BEIJING — China’s Commerce Ministry on Wednesday said non-economic factors were growing and interfering with the country’s foreign trade which was facing an “extremely severe” situation in the second half of this year.
“Some countries’ forceful push for ‘decoupling,’ ‘severing [supply] chains’ and so-called ‘de-risking’ are human-made obstacles blocking normal commerce,” Li Xingqian, the head of the ministry’s external trade department, said in Mandarin, according to a CNBC translation. He was speaking to reporters at a press conference about the ministry’s work in the first half of the year.
China’s exports, a significant contributor to domestic growth, have plunged in recent months as global growth has slowed.
On Wednesday, Li noted the overall slowdown. He also said that since trade had risen during the three years of the Covid-19 pandemic, that had set a high base for this year’s figures.

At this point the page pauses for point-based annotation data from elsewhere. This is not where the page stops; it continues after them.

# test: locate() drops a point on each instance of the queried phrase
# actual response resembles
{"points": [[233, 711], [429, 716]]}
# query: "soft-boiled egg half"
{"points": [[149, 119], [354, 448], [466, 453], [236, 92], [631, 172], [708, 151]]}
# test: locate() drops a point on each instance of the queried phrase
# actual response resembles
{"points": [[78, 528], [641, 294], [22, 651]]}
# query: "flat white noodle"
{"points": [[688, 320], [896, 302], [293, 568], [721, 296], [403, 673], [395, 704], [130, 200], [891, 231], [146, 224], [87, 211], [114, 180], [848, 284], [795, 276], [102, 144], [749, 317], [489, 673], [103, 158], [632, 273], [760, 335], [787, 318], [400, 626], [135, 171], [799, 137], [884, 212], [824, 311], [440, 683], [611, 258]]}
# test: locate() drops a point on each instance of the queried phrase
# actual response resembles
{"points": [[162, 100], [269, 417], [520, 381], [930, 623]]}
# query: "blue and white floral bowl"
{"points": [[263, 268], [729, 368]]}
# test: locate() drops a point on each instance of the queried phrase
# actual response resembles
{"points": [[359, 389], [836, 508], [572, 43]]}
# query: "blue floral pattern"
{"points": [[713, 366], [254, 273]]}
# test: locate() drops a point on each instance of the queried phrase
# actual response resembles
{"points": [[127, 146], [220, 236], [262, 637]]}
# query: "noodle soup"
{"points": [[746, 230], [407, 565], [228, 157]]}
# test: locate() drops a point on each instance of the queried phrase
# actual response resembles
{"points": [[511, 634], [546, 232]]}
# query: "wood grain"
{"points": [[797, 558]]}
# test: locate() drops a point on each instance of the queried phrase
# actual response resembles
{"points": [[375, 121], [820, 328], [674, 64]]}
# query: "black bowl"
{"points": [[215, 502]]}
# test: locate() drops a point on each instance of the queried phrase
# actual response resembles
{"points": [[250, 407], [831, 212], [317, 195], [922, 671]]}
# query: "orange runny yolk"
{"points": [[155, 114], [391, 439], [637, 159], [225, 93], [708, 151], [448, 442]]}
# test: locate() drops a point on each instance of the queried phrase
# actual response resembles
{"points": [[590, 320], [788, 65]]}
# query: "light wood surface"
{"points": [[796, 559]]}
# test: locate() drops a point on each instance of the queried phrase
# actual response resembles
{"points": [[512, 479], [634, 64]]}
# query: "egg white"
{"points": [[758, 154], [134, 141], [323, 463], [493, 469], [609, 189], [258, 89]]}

Li also directly referenced calls for supply chain diversification.
“Companies say some countries’ politicization of trade has forced orders and production to move out, damaging the economic interests of both suppliers and buyers,” he said. He added the ministry would help businesses to cope with “unreasonable trade restrictions.”
The ministry did not say anything about its own recently announced export controls, set to take effect Aug. 1 on two key metals.
The U.S. is using export controls of its own in an effort to limit China’s development of high-end tech. Trade tensions between the U.S. and China have escalated over the last few years, prompting other countries to take action as well.
China, meanwhile, is looking to retain and attract foreign investment. Apple’s Tim Cook, Tesla‘s Elon Musk and many other business leaders have traveled to China since it relaxed its border restrictions this year.
The Commerce Ministry said Wednesday that its minister, Wang Wentao, has met with more than 20 visiting executives of foreign companies this year. The ministry reiterated its efforts to establish regular roundtables with foreign businesses in China and address operational challenges.
Among other plans, the ministry said it would make changes to allow foreign investors to increase the size of their strategic investments in listed companies.